Telegraph, the younger sibling of Brazen, opened its doors on Friday in the Washington Park neighborhood. Located in the former Grey Cactus space, the restaurant flaunts a chic yet cozy interior, friendly staff, and a fully stocked bar, where bartenders whip up specialty libations to accompany your meal. Don’t shy away from the Scarecrow, a chest-warming bourbon sipper with house-made grenadine and lemon. Those who prefer to dine outside can do so on the outdoor patio, complete with dangling twinkle lights and heaters to chase away the fall chill.

The menu features small plates with a variety of options from both land and sea—all designed for sharing. Start your meal off with the seafood stack and graze on a selection of oysters from both coasts, raw clams, shrimp, and crab, while waiting on your other dishes. The king trumpet shishito, featuring the savory mushroom atop a bed of shishito peppers, avocado, red leaf, sheep’s feta, and fried egg emulsion, offers an option for a lighter plate. You might follow up with a pasta dish, like the carrot filled ravioli with wild mushrooms or the playful squid ink vermicelli with bay scallops, egg yolk, and salsa verde. If you’re still hungry, consider one of the few larger options on the latter half of the menu, such as the half chicken with glazed miatakes or the pork chop with white corn grits.
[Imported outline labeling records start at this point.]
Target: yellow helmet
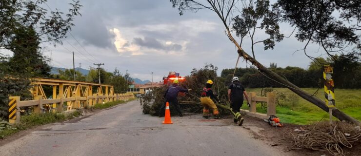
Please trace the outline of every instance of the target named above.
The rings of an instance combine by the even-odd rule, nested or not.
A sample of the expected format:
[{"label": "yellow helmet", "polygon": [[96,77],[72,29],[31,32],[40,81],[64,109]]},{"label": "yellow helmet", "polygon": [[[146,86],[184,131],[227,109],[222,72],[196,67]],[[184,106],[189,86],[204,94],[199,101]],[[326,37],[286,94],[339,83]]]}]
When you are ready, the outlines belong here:
[{"label": "yellow helmet", "polygon": [[207,83],[213,84],[213,81],[210,79],[207,81]]}]

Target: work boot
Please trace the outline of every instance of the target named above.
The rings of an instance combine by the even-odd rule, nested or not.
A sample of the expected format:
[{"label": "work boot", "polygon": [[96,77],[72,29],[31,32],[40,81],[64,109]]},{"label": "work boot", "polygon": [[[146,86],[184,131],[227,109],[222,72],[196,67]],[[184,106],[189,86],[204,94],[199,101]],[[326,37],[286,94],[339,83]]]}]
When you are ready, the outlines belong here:
[{"label": "work boot", "polygon": [[238,121],[238,120],[237,118],[233,118],[233,122],[234,123],[237,123],[237,121]]},{"label": "work boot", "polygon": [[238,120],[238,122],[237,122],[237,123],[238,124],[238,125],[241,126],[243,124],[243,121],[244,120],[244,119],[243,118],[243,117],[241,117],[239,118]]}]

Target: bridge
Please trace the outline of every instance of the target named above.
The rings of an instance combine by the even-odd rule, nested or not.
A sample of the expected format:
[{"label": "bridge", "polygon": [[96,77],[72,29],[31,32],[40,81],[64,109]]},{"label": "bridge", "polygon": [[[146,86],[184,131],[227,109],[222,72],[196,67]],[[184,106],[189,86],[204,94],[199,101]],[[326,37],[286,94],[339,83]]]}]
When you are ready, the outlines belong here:
[{"label": "bridge", "polygon": [[[10,97],[9,121],[20,121],[20,107],[33,107],[34,113],[43,112],[62,112],[93,106],[116,100],[134,98],[133,94],[116,94],[111,85],[55,78],[35,78],[31,79],[30,92],[34,99],[20,100],[20,97]],[[51,96],[47,95],[44,87],[51,88]],[[93,90],[96,89],[96,92]]]}]

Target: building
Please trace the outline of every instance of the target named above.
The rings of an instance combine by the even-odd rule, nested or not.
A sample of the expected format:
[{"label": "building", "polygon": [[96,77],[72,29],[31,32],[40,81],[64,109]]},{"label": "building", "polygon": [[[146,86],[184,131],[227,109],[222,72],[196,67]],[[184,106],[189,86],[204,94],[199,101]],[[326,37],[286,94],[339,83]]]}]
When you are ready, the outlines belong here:
[{"label": "building", "polygon": [[163,86],[161,81],[158,82],[149,82],[144,84],[136,84],[134,81],[133,84],[129,85],[129,89],[127,93],[144,94],[146,90],[152,90],[153,88],[160,87]]},{"label": "building", "polygon": [[145,91],[147,90],[152,90],[152,88],[158,88],[161,87],[163,86],[163,84],[157,82],[152,82],[146,83],[140,87],[139,87],[139,92],[140,94],[144,94]]}]

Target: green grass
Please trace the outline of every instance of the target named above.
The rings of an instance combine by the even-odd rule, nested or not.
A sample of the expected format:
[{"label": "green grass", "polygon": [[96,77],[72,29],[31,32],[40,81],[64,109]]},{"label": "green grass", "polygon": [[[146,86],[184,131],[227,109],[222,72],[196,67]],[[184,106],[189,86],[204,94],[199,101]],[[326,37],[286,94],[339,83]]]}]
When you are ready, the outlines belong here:
[{"label": "green grass", "polygon": [[[302,88],[305,91],[313,94],[316,88]],[[248,88],[246,91],[256,92],[258,96],[261,96],[261,88]],[[273,88],[273,90],[285,94],[286,98],[291,98],[290,95],[294,94],[286,88]],[[349,116],[361,120],[361,89],[335,89],[335,95],[336,107]],[[316,96],[323,100],[323,90],[320,89]],[[295,98],[293,98],[294,99]],[[297,124],[308,124],[320,120],[323,117],[328,120],[328,113],[321,108],[301,98],[298,98],[296,102],[290,100],[282,100],[282,106],[277,106],[277,116],[282,122]],[[257,112],[266,113],[266,111],[261,108],[261,104],[257,104]],[[247,105],[243,104],[242,109],[248,109]],[[336,118],[334,117],[334,119]]]},{"label": "green grass", "polygon": [[[133,100],[131,99],[127,101]],[[116,105],[125,103],[126,101],[123,100],[116,101],[107,102],[104,104],[96,104],[94,108],[102,109]],[[40,114],[33,114],[27,116],[21,116],[20,122],[17,123],[8,128],[0,129],[0,139],[10,136],[11,135],[19,132],[19,131],[25,130],[36,126],[42,125],[51,123],[61,122],[72,119],[80,116],[81,113],[80,111],[77,111],[72,113],[65,115],[63,113],[46,113]],[[1,120],[0,120],[1,121]],[[1,125],[0,124],[0,127]]]},{"label": "green grass", "polygon": [[80,112],[77,111],[67,116],[62,113],[46,113],[40,114],[33,114],[30,115],[21,116],[20,122],[13,125],[12,128],[0,131],[0,138],[3,139],[19,131],[25,130],[36,126],[63,121],[67,119],[79,117],[80,115]]},{"label": "green grass", "polygon": [[133,99],[130,99],[128,100],[127,101],[118,100],[118,101],[116,101],[107,102],[104,104],[97,103],[94,105],[94,108],[95,109],[103,109],[108,108],[111,107],[113,107],[114,106],[115,106],[115,105],[117,105],[120,104],[124,103],[127,101],[131,101]]}]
To end, Brazen’s beloved tableside s’mores make a sweet cameo on Telegraph’s dessert menu. But pastry chef Maggie Restivo has also designed a handful of other treats that might distract you from the fun favorite. We tucked into the Cake and Ice Cream, which boasts a large, spongy square of butternut squash cake topped with pumpkin brittle and white chocolate ice cream. Despite having full bellies, it was tough to leave even a crumb behind.

Even early on it’s clear that Telegraph is a multifaceted eatery good for settling in for a long meal, sipping at the bar, or simply stopping by for a quick bite. The spot could quickly become Wash Park’s go-to restaurant.

Telegraph is currently open for dinner with lunch and brunch services beginning later this week.